Meta-Planning

September 2017

This post is a draft. Content may be incomplete or missing.

Brain dump:

What is software? Software is a plan. An absurdly specific plan intended for computers, which do not have common sense and cannot correct the plan or improvise. But a plan nonetheless. Where do you think the word “program” comes from?

What is a plan? A sequence of steps, but not every sequence of steps is a plan. A plan must have a goal which the steps accomplish, and oftentimes plans may need to be written with variables which are filled in at the time of execution.

Why plan? (Instead of just jumping in and doing.) Historically, it’s because undoing mistakes is more costly when doing the thing than when planning. Developing a plan ekes out unknown unknowns more cheaply than finding them after you’ve started. Think how many millions of dollars would be lost if we built a bridge and then realized at the end that it could not support its own weight.

Given all this, how do you plan a software project? How do you plan to make a plan?

This is a deep and challenging question.

Well if planning ekes out unknown unknowns, and the only way to find the unknown unknowns is to plan, then we’re screwed. You can’t figure those out until you start developing the software, but the whole point was to discover them before writing any software.

We cannot plan out the software in full. Once you’ve fully planned out of the software, the resulting plan is the software.

That’s not to say the situation is hopeless. Writing specs are a great way to build broad strokes of the plan before filling out the details. Those broad strokes are often where the most costly mistakes lie, so finding them with a 6 page spec is less costly than finding them 2 months into development.
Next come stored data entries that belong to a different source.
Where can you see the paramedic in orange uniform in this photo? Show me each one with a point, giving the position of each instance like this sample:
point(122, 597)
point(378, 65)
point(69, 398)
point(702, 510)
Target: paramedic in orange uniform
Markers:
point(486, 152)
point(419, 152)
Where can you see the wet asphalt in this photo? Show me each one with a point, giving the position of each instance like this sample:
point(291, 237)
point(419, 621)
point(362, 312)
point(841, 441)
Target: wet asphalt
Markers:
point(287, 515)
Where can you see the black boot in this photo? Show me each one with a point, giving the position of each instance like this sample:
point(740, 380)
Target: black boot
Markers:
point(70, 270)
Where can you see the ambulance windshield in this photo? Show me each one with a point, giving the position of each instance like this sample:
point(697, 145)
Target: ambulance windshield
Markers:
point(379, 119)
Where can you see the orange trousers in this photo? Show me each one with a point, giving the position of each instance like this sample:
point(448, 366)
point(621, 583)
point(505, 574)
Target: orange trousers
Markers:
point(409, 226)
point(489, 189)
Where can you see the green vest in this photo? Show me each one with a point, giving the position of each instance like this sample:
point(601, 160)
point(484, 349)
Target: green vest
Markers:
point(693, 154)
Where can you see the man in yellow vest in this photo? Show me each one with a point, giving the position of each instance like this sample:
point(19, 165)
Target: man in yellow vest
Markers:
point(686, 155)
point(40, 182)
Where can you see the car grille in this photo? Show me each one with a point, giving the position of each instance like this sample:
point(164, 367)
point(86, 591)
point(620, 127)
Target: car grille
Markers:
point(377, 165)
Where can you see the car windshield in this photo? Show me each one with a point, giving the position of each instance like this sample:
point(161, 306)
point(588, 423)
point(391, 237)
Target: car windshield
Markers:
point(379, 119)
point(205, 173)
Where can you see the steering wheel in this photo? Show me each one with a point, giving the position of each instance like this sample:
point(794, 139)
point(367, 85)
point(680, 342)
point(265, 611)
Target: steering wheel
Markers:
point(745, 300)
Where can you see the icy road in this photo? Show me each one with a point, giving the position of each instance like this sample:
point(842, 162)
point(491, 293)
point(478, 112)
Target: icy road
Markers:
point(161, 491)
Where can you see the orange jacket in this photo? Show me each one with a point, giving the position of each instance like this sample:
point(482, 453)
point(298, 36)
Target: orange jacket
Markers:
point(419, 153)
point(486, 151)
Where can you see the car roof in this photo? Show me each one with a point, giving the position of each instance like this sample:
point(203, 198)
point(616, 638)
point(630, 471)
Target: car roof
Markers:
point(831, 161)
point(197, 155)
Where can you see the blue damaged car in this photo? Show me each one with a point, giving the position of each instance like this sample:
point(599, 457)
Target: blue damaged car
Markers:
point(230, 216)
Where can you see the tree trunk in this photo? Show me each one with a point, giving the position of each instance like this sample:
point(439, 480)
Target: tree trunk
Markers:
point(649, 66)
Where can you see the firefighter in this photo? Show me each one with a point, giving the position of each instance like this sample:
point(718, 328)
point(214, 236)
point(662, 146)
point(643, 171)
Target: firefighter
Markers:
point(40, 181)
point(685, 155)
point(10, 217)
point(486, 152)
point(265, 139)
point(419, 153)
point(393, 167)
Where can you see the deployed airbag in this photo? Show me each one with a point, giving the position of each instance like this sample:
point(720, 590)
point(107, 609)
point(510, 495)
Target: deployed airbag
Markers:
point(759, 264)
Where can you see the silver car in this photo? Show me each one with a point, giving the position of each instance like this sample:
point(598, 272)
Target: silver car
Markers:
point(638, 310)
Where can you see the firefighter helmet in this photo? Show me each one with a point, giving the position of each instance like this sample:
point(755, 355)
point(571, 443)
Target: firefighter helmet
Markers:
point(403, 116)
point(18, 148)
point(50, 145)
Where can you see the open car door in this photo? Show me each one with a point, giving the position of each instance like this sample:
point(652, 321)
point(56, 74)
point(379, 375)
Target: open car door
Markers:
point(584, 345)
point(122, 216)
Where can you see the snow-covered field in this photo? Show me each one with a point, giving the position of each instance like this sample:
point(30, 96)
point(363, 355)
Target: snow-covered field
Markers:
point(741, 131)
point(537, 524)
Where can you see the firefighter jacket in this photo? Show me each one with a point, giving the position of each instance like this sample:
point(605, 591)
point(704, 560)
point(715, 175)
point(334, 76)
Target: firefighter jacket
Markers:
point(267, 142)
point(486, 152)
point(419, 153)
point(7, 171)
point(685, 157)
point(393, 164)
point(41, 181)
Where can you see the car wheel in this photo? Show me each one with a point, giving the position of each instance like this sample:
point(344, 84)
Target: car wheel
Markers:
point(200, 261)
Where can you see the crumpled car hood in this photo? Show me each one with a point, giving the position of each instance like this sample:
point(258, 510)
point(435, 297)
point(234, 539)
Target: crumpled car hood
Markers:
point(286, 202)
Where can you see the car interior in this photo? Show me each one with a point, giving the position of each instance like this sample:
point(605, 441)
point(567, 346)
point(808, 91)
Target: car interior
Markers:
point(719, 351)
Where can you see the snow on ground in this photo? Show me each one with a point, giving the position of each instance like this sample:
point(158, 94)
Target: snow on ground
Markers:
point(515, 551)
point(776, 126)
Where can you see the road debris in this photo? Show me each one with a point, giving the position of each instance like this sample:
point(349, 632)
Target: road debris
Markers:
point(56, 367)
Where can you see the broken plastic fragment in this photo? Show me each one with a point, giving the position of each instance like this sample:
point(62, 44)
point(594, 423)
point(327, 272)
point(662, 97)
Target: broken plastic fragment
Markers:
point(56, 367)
There’s also agile development. Agile gets confused with its helper tools and methodology, but the only real purpose of agile is to meta-plan. Instead of figuring out what the software is going to end up looking like, come up with a plan to flush out unknowns. Also keep an eye on how things are going, and constantly be reevaluating whether to change the meta-plan. In a sense, agile gives up and says hey, you can’t guess your way into all the unknown unknowns, and some of those may ruin your plan. So chin up, start working, and watch very carefully for when those things turn up.

But software planning probably cannot be perfect. The only way to get a perfect software plan is to build the software itself.

This also implies a reason software estimation is so maddeningly inaccurate. To estimate the time taken to complete a bridge, factor in the time needed to complete each step. But for software, you don’t have the full plan until the software is done.